Davis recalled that when Twi just turned 70, in 1990, she still referred to her work for Meals-on-Wheels for 15 years as “Taking food to the old people.” Davis also noted that Twi always had “a young and inquisitive mind,” and that “She took classes at the community college in South Bend while in her 60s just so she could learn.”
Betsy Jochum was an outfielder for the South Bend Blue Sox during Twi’s tenure in the AAGPBL and later became a teacher in South Bend and a friend of Twi’s. She remembered Shively as a fierce competitor. “She was a good ball player back in a time when women didn’t play sports.”
Twi succumbed to four years of Alzheimer’s disease and a year-long fight with lung cancer in a Douglas, Michigan nursing home on Thanksgiving Day, November 25, 1999 at the age of 79. According to Gary Umphrey, another longtime friend who looked after Twi during her convalescence, she remained upbeat and lucid even as Alzheimer’s and lung cancer beat her body down. “She was a sweet woman and I hated to see her uncomfortable,” he said.
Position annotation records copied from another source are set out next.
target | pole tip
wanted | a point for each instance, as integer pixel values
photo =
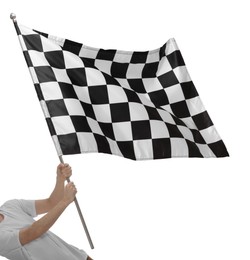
(13, 17)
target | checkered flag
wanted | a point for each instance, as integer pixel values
(139, 105)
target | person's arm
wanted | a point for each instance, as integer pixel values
(43, 206)
(42, 225)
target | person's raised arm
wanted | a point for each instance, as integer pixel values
(42, 225)
(64, 171)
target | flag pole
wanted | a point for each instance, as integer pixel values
(13, 18)
(80, 213)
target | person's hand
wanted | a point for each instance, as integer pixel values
(69, 192)
(64, 171)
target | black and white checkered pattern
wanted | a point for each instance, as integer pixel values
(139, 105)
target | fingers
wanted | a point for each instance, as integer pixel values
(71, 186)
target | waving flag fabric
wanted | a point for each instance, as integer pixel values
(139, 105)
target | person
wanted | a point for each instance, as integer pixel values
(23, 238)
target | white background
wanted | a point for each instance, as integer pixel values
(171, 209)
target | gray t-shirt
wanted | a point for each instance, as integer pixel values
(19, 214)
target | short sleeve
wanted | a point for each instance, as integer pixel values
(9, 243)
(26, 206)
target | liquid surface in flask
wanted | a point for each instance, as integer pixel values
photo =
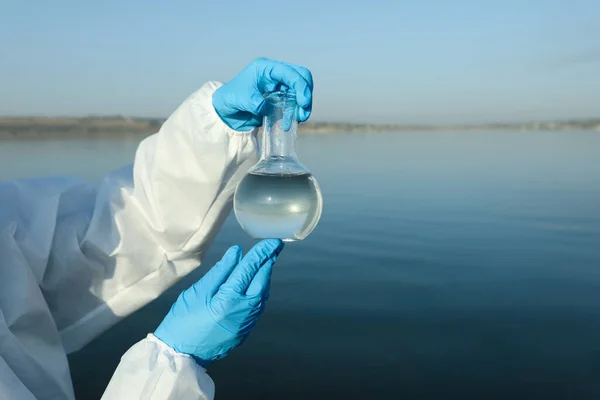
(278, 206)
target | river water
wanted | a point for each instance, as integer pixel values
(446, 265)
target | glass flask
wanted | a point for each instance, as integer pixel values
(278, 198)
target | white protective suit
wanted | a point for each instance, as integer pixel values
(75, 259)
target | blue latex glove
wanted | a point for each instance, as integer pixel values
(240, 102)
(215, 315)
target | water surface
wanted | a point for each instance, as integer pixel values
(445, 265)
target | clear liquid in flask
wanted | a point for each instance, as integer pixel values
(287, 207)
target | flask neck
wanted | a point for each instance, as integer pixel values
(277, 143)
(280, 130)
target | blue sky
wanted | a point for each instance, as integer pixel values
(427, 61)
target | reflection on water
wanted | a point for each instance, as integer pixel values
(451, 265)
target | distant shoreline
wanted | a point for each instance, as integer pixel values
(36, 128)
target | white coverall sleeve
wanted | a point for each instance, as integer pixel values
(151, 224)
(151, 370)
(75, 259)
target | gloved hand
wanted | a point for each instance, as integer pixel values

About five days before she died, Umphrey was commiserating with her and said she defied the way Alzheimer’s usually slurred her speech. “She opened her eyes, looked at me and said, ‘I’m not all that uncomfortable.’ And that truly was her spirit—tough to the end.”
SOURCE
Compiled from Twi’s obituary and other articles about her in the South Bend, (IN) Tribune at the end of November and beginning of December 1999.